Purpose
 
The goal of the workshop is to bring together scientists from philosophy, psychology, and social neuroscience in order to advance our understanding of the status, structure, cognitive demands, and underlying neuronal mechanisms of joint attention and its function for social interaction and cognition.
Joint attention is the cognitive capacity to engage in triadic intentional relations, manifested, say by two people intentionally directing their attention toward an object, being mutually aware of this object being “shared” by attending to it. From the perspective of developmental psychology, joint attention plays a crucial role in the cognitive and social development of infants. At the age of around nine months, children show completely new intentional behaviors such as gaze following, pointing and trying to direct the attention of others – sometimes interpreted as precursors of social understanding and as important gateways for language development.
From a philosophical point of view, joint attention can be understood as one significant and complex form of intentionality as the general feature of being directed towards some object. There are simpler, merely dyadic forms of thus being directed, such as perceiving or grasping an object, and there are cognitively more demanding ones, especially the explicit directedness towards the mental representations of others, commonly called ‚mentalizing‘ or ‚theory of mind‘-capacity. Joint attention raises epistemological questions concerning (a) the kind of knowledge a child possesses and brings to bear in these situations, (b) the kind of mutual awareness in play, and (c) the emergence of mental capacities in the context of social interaction more generally.

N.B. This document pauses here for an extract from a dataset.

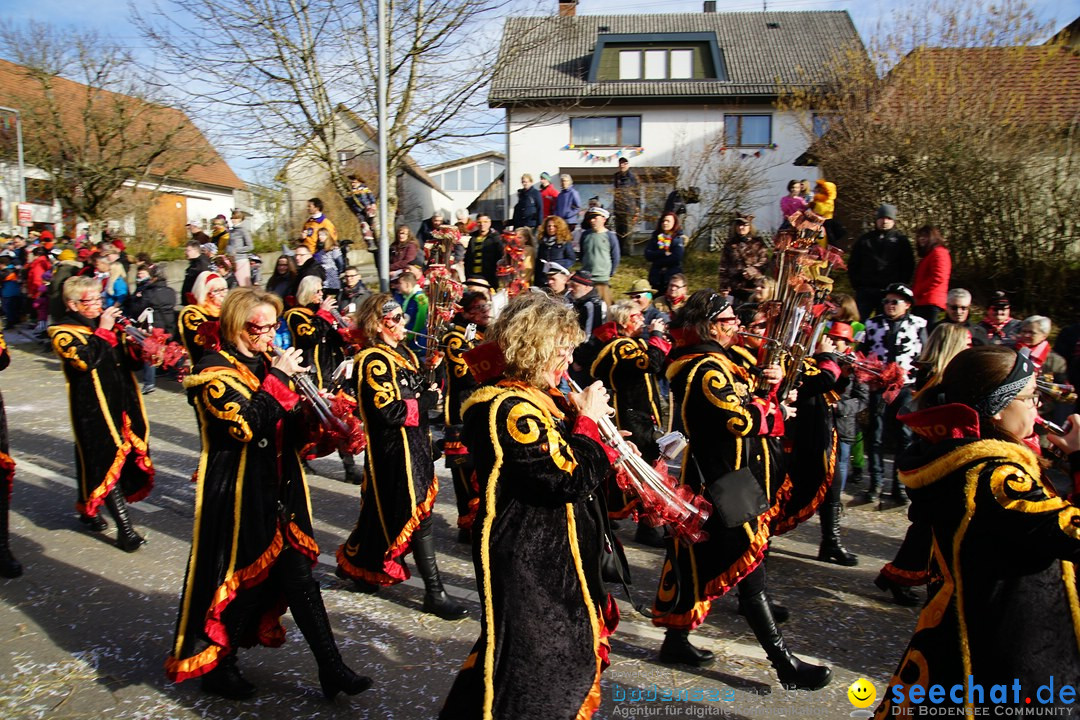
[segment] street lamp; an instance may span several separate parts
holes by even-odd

From the perspective of the social cognitive neurosciences, joint attention is of particular interest with respect to the investigation of the underlying neuronal mechanisms, which enable us – as essentially social creatures – to engage in skillful social interactions with other human beings. While the relevant mechanisms of the primate visual system have already been investigated extensively, our understanding of the specialized neural systems demarcating and enabling joint attention is still at its initial stage. At the workshop, experimental data about the specific neuronal mechanisms underlying joint attention will also be presented and discussed.